While multiscale methods are important for some applications, their significance for integration may be overrated, as was also concluded by the report on ICME report. Rather, the focus needs to be on a more detailed analysis of design workflows, and their intersection with the information that can be determined well at the atomistic scale.
A design workflow typically includes a number of selection stages, at which decisions are made regarding materials and processes. These will be informed by available data from a number of sources and should include atomistic modelling where appropriate. This type of approach has been reported for example by Massimo Noro from Unilever, who talks about selection criteria as “emerging physico-chemical criteria we can evaluate in practice that help us select ingredients”. Also Oreste Todini from Procter & Gamble promotes the use of modelling in the decision process to come up with lead options for new formulations.

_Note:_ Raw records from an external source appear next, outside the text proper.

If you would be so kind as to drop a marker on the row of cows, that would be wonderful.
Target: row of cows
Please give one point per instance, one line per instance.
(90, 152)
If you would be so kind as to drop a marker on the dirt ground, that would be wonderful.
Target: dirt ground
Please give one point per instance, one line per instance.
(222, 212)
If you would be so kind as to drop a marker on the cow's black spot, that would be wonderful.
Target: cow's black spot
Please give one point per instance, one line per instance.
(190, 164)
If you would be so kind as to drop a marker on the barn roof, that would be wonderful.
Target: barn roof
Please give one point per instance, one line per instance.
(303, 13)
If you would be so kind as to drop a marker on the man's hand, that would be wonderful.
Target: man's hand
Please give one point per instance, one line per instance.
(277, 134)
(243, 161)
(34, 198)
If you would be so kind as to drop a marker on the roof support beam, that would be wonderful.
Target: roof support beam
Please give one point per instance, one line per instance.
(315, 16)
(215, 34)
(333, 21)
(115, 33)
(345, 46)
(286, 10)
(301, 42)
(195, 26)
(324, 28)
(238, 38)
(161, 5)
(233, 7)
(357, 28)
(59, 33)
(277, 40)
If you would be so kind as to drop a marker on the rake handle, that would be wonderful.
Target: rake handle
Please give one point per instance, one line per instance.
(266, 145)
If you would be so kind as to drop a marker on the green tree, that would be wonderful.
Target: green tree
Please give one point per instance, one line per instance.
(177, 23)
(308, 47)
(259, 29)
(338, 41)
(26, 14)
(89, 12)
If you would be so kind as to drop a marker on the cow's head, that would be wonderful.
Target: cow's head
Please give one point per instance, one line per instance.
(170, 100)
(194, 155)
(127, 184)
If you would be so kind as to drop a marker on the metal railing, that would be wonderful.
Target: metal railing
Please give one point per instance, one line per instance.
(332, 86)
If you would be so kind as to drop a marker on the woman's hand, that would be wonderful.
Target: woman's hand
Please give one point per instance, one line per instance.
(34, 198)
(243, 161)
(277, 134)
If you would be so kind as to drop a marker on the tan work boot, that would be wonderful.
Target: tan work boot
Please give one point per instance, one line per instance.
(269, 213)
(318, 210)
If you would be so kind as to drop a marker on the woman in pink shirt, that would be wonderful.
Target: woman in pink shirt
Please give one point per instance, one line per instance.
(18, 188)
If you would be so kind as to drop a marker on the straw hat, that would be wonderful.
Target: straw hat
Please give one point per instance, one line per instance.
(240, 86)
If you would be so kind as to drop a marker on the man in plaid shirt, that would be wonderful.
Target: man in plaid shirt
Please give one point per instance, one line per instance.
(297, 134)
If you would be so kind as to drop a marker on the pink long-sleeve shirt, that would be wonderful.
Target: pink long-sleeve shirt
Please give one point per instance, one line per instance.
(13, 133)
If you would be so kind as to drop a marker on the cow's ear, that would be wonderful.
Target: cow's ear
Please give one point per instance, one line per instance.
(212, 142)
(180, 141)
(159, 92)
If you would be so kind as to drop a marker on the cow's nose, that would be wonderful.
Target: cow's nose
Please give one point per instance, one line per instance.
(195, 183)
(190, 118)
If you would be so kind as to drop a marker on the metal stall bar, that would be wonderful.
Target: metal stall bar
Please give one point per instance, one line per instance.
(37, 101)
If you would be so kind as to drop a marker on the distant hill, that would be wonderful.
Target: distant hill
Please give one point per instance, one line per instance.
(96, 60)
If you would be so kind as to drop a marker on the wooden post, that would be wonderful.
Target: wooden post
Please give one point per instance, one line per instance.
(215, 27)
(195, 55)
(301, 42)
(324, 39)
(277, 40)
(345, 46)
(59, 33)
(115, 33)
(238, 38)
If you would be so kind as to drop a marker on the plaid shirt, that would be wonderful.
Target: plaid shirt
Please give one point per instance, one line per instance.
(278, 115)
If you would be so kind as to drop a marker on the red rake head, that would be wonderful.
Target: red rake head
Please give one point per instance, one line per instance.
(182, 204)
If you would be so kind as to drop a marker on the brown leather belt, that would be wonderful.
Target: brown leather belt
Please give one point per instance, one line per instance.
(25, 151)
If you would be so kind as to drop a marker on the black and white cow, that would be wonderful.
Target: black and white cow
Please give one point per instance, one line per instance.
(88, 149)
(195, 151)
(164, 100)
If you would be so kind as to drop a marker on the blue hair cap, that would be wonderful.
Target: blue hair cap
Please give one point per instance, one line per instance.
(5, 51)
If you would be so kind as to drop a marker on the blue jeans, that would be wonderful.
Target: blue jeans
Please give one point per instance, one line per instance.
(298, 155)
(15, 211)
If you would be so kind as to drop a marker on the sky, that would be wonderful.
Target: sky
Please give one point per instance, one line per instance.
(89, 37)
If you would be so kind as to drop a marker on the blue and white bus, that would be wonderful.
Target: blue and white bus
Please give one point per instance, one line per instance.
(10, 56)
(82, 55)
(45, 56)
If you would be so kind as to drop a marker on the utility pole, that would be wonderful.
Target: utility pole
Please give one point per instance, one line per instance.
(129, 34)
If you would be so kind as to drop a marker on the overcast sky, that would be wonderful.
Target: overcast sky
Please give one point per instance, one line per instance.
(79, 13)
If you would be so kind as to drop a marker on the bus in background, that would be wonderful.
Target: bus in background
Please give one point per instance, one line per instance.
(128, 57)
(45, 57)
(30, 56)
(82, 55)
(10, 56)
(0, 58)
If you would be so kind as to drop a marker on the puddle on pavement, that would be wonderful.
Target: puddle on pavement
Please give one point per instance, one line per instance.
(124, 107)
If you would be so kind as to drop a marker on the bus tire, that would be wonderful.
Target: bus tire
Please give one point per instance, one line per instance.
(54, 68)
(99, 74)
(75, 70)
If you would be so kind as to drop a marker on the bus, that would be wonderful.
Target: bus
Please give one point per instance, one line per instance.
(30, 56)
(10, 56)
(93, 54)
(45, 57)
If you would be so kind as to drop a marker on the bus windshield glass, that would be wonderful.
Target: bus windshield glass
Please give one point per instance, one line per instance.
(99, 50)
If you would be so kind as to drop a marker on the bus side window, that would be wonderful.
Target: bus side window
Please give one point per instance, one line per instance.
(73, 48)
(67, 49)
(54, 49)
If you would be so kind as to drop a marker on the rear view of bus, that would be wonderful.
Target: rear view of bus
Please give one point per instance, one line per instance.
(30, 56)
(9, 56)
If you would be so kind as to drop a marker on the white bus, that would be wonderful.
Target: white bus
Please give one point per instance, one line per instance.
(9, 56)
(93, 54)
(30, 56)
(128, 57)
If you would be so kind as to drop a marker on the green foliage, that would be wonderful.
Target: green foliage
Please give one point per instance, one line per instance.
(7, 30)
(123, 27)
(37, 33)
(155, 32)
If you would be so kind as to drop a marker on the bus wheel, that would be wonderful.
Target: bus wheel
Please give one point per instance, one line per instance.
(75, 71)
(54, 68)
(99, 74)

So there is evidence of an integrated design approach from early adopters such as Boeing, Unilever and Procter & Gamble. In order to establish integration more widely, engineering and science communities need to collaborate more closely. The atomistic simulations community needs to improve the way in which best practices are established, shared and linked with engineering workflows. Informatics frameworks are being established, for example with the integration of Materials Studio in Accelrys’ Pipeline Pilot platform, and projects such as iCatDesign and MosGrid. However, integration into engineering rather than chemistry platforms may be what is required.